Growth Rate (y/y)
Scale started in 2016 as a smarter, concierge-operated version of Amazon’s Mechanical Turk to take on the data labeling work for companies building AI/ML models. As an AI model is only as good as the data used to train it, AI teams spend ~80% of their time on data sourcing, labeling, and preparation. AI models are trained on data labeled by humans to tell the difference between a cat, car, and truck before going live. Prior to Scale, the data labeling was farmed out to crowdsourcing platforms like Amazon’s Mechanical Turk, which was clunky and lacked quality control or conducted in-house by large teams, possible only for companies such as Meta and Google.
Scale got its start by simplifying the data labeling workflow with an API to get high-volume raw data, software to pre-label the raw data, and human contractors to make final edits & quality checks. Scale’s launch coincided with the rapid rise of self-driving vehicle startups that needed enormous high-quality training data that the general-purpose vendors couldn’t provide. Scale focused on this narrow use case, becoming better at labeling complex data like LiDAR point clouds than its competitors, solving a fundamental hair-on-fire problem for self-driving car companies.
Like AWS, Scale charges its customers on usage with two types of plans. One is pay-as-you-go with no minimum commitment and a self-serve platform, priced per data unit labeled. For instance, images are 2 ₵ per image and 6 ₵ per annotation. Its enterprise plan has annual volume commitments and volume discounts. As Scale’s contractors label more images/video per hour using improved pre-labeling AI models, a usage-based pricing model lets Scale expand its revenue better than hourly/seat-based models typically used by outsourcing firms. It also helps Scale close deals faster as customers can easily estimate how much it will cost them even before talking to the sales team.
Unlike the AI software companies like C3 and Palantir, Scale is not a build-once-and-sell-everywhere company as it pays its contractors every time they label images. It typically employs independent contractors in the Philippines, Kenya, and Venezuela, whom it recruits through a separate portal, Remotasks.
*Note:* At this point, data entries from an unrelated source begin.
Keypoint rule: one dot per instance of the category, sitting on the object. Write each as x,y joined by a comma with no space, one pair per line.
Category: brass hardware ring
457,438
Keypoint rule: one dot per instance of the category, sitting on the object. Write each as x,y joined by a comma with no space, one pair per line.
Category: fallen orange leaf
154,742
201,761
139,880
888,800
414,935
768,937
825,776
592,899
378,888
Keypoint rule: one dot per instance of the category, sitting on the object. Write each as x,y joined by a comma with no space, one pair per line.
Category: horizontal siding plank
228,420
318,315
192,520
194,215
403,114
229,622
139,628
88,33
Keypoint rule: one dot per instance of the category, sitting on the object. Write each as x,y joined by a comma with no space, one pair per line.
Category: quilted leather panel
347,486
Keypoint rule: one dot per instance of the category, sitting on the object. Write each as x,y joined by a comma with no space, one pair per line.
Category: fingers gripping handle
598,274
Remotasks portal for recruiting independent contractors.
Scale offers four types of products to its customers that run on top of its ML models, driven by the taskers platform used by independent contractors.
This is Scale’s core product and comes in two variants. One is Rapid, where Scale provides the software and outsourced contractors as a bundle. The other is Studio, a DIY SaaS for customers who just want the pre-labeling software and hire their own human workforce.
Nucleus, introduced by Scale in 2020, is like Google Photos for training data. It comes with an ML-powered search engine that customers use to visually create data slices like daytime photos of trucks, identify incorrectly labeled data, and filter data through graphs of the model’s performance. Scale recently launched two new products, Validate to run tests on ML models and compare performance, and Launch to ship the ML models to production.
Synthetic applies ML on the real-world raw data collected by Scale over the years to generate artificial datasets that its customers use to augment their training data.
Customers can use Scale’s automation SaaS to extract data from documents or build metadata from images and texts.
Scale feeds the data from human labelers into its ML models, which are used across its product suite to make them faster and more accurate. The ML models also feed into the allocations algorithm in the taskers platform to pick the best set of contractors for a project.
Screenshots from Scale Rapid
Comparison of raw data with labeled data.
When Scale started, it got an edge over competitors by bundling pre-labeling software and outsourced independent contractors in an easy-to-use self-serve solution. At that time, Mechanical Turk and Appen (Valuation: $286M) had a larger army of independent contractors but didn’t have Scale’s software, and CloudFactory ($343M) and Sama used employees for data labeling, reducing their flexibility of scaling up or down quickly.
However, over the years, competition caught up. Appen acquired Figure Eight, and TELUS International acquired Lionbridge AI and Playment to build ML-assisted pre-labeling features. At the same time, Sama and Cloud Factory rolled up third-party contractors into their projects. Many startups, such as Labelbox, Snorkel, and Heartex, started crowding the data-labeling market in the last few years. On the enterprise side, companies use data labeling from Amazon Sagemaker or Google’s AI Platform, where they may be already running their ML models, or consider outsourcing firms such as Accenture or Cognizant that are already managing their IT projects.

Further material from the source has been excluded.